If I create a compound field _tenantAndProductCategory containing a lexical concatenation (with a : separator) and index that so it's a single field index, then the query:
db.products.explain('executionStats').distinct( '_productTenantAndCategory', { _productTenantAndCategory: {$gte: '463171c3-d15f-4699-893d-3046327f8e1f',$lt: '463171c3-d15f-4699-893d-3046327f8e1g'}})

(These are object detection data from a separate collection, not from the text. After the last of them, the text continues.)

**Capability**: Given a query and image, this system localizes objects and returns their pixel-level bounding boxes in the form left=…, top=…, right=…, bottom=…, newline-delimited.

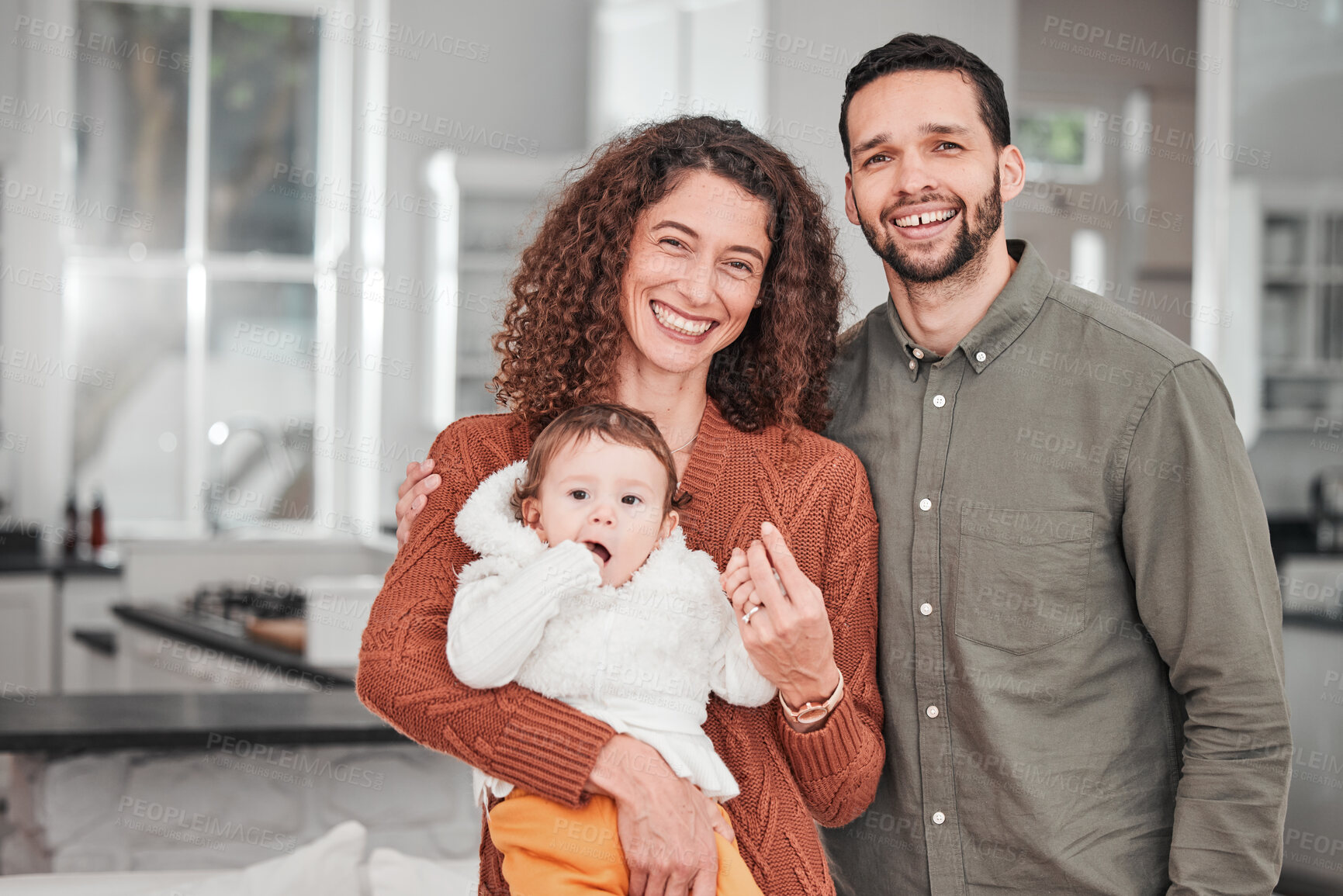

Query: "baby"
left=447, top=404, right=775, bottom=896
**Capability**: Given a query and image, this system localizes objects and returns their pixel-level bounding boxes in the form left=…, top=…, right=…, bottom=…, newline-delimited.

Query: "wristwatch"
left=779, top=672, right=843, bottom=725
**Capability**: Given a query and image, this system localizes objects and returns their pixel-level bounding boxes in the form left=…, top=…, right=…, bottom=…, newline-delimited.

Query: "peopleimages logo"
left=1041, top=16, right=1222, bottom=75
left=13, top=16, right=191, bottom=71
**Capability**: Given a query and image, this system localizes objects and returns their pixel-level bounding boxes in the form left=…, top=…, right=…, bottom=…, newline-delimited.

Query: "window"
left=1012, top=109, right=1102, bottom=184
left=66, top=0, right=348, bottom=533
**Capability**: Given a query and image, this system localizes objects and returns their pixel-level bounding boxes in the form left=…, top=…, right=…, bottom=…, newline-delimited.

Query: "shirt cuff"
left=775, top=694, right=864, bottom=780
left=511, top=541, right=601, bottom=598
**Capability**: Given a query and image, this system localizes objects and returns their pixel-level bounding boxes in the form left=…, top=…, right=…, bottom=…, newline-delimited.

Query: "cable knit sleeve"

works entirely within the index and yields:
{
"queryPlanner" : {
"plannerVersion" : 1,
"namespace" : "engage-prod.products",
"indexFilterSet" : false,
"parsedQuery" : {
"$and" : [
{
"_productTenantAndCategory" : {
"$lt" : "463171c3-d15f-4699-893d-3046327f8e1g"
}
},
{
"_productTenantAndCategory" : {
"$gte" : "463171c3-d15f-4699-893d-3046327f8e1f"
}
}
]
},
"winningPlan" : {
"stage" : "PROJECTION",
"transformBy" : {
"_id" : 0,
"_productTenantAndCategory" : 1
},
"inputStage" : {
"stage" : "DISTINCT_SCAN",
"keyPattern" : {
"_productTenantAndCategory" : 1
},
"indexName" : "_productTenantAndCategory_1",
"isMultiKey" : false,
"isUnique" : false,
"isSparse" : false,
"isPartial" : false,
"indexVersion" : 1,
"direction" : "forward",
"indexBounds" : {
"_productTenantAndCategory" : [
"[\"463171c3-d15f-4699-893d-3046327f8e1f\", \"463171c3-d15f-4699-893d-3046327f8e1g\")"
]
}
}
},
"rejectedPlans" : [ ]
},
"executionStats" : {
"executionSuccess" : true,
"nReturned" : 62,
"executionTimeMillis" : 0,
"totalKeysExamined" : 63,
"totalDocsExamined" : 0,
"executionStages" : {
"stage" : "PROJECTION",
"nReturned" : 62,
"executionTimeMillisEstimate" : 0,
"works" : 63,
"advanced" : 62,
"needTime" : 0,
"needYield" : 0,
"saveState" : 0,
"restoreState" : 0,
"isEOF" : 1,
"invalidates" : 0,
"transformBy" : {
"_id" : 0,
"_productTenantAndCategory" : 1
},
"inputStage" : {
"stage" : "DISTINCT_SCAN",
"nReturned" : 62,
"executionTimeMillisEstimate" : 0,
"works" : 63,
"advanced" : 62,
"needTime" : 0,
"needYield" : 0,
"saveState" : 0,
"restoreState" : 0,
"isEOF" : 1,
"invalidates" : 0,
"keyPattern" : {
"_productTenantAndCategory" : 1
},
"indexName" : "_productTenantAndCategory_1",
"isMultiKey" : false,
"isUnique" : false,
"isSparse" : false,
"isPartial" : false,
"indexVersion" : 1,
"direction" : "forward",
"indexBounds" : {
"_productTenantAndCategory" : [
"[\"463171c3-d15f-4699-893d-3046327f8e1f\", \"463171c3-d15f-4699-893d-3046327f8e1g\")"
]
},
"keysExamined" : 63
}
}
},
"serverInfo" : {
"host" : "Stevens-MacBook-Pro.local",
"port" : 27017,
"version" : "3.2.9",
"gitVersion" : "22ec9e93b40c85fc7cae7d56e7d6a02fd811088c"
},
"ok" : 1
}
Having to build single field indexes with manually compounded keys for all the aggregation queries I need is not a very desirable path to follow. Since all the information is present in the compound index I started with, why can't Mongo execute the original distinct query with cover by that index? Is there anything I can do to overcome this in the way of query optimization?
Note This is actually a sub-problem of a slightly more complex one involving an aggregation pipeline to actually count the number of occurrences of each category, but I am restricting my question for now to the simpler distinct query since it seems to capture the essence of failure to use an index that should cover things (which I was also seeing in the aggregation pipeline case), while being a simpler overall query.